Beijing has imprisoned more than one million Uighurs and other Turkic Muslims in as many as 400 facilities that include "political education" camps, pretrial detention centres and prisons.

Millions more live under a harsh system of surveillance and controls.

"The Chinese government's apparent goal in creating the camps is the erasure of Turkic Muslim culture and religion," it said, specifying Uighurs, Kazakhs, Kyrgyz and other groups in Xinjiang.

Xinjiang is the only region in China with a majority Muslim population, and Chinese authorities have used various pretexts to damage or destroy two-thirds of the region's mosques and other sacred Islamic sites, the report said.

Beijing's policies violate the 1998 Rome Statute of the International Criminal Court, which says widespread or systematic attacks on a civilian population are a crime, the HRW report said.

It faulted the Chinese government for illegal imprisonment, torture and murder of Muslim and for intentional policies of forced labour and sexual violence toward them.

Beijing spin

After first denying the existence of the detention centres in Xinjiang, Beijing later justified them as "re-education" camps designed to stamp out terrorism and improve employment opportunities.

Independent investigations and interviews with former prisoners, however, recount physical and mental torture, brainwashing, systematic rape and sexual abuse, and other horrors.

The Chinese regime has forcibly sterilised large numbers of Muslim women and pressured them to abort pregnancies that exceeded birth quotas, independent researchers found.

But Beijing has hailed the plummeting birthrate in Xinjiang over the past few years as a counter-terrorism success.

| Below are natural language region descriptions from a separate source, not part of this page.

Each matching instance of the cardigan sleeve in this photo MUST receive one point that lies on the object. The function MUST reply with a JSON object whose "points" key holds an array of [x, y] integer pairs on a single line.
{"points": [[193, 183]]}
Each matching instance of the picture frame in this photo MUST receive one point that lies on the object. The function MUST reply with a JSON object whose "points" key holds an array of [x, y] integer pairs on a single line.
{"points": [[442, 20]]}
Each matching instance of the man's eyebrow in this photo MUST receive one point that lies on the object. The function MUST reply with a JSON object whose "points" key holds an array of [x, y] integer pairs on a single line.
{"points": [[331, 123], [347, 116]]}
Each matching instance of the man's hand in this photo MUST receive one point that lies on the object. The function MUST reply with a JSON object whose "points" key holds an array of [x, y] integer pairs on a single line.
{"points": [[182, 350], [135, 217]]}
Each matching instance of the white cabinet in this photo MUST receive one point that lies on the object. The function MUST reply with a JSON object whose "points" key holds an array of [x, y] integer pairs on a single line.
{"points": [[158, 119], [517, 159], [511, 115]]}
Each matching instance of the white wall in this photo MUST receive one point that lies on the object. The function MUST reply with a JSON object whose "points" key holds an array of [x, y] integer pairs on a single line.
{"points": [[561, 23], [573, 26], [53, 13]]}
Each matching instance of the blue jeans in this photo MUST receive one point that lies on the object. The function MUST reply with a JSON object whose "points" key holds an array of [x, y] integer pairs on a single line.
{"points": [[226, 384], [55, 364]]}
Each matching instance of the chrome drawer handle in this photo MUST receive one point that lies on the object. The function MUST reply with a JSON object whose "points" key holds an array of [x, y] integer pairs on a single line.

"The minds of [Muslim] women in Xinjiang were emancipated and gender equality and reproductive health were promoted, making them no longer baby-making machines," the Chinese embassy in the United States tweeted January 7, citing an unpublished study by the Xinjiang Development Research Centre.

At the United Nations (UN) in February, Chinese Foreign Minister Wang Yi called China's treatment of ethnic minorities in Xinjiang a "shining example" of the country's human rights progress.

To counter growing criticism of the regime's treatment of Uighur Muslims in the Xinjiang region, the government has unleashed a fresh wave of propaganda.

The latest push includes a state-produced musical film called "The Wings of Songs" that portrays Xinjiang as a colourful rural idyll of ethnic cohesion -- notably devoid of "re-education" camps, mass surveillance and even references to Islam.

"Beijing has said it's providing 'vocational training' and 'de-radicalisation', but that rhetoric can't obscure a grim reality of crimes against humanity," said Sophie Richardson, China director at HRW.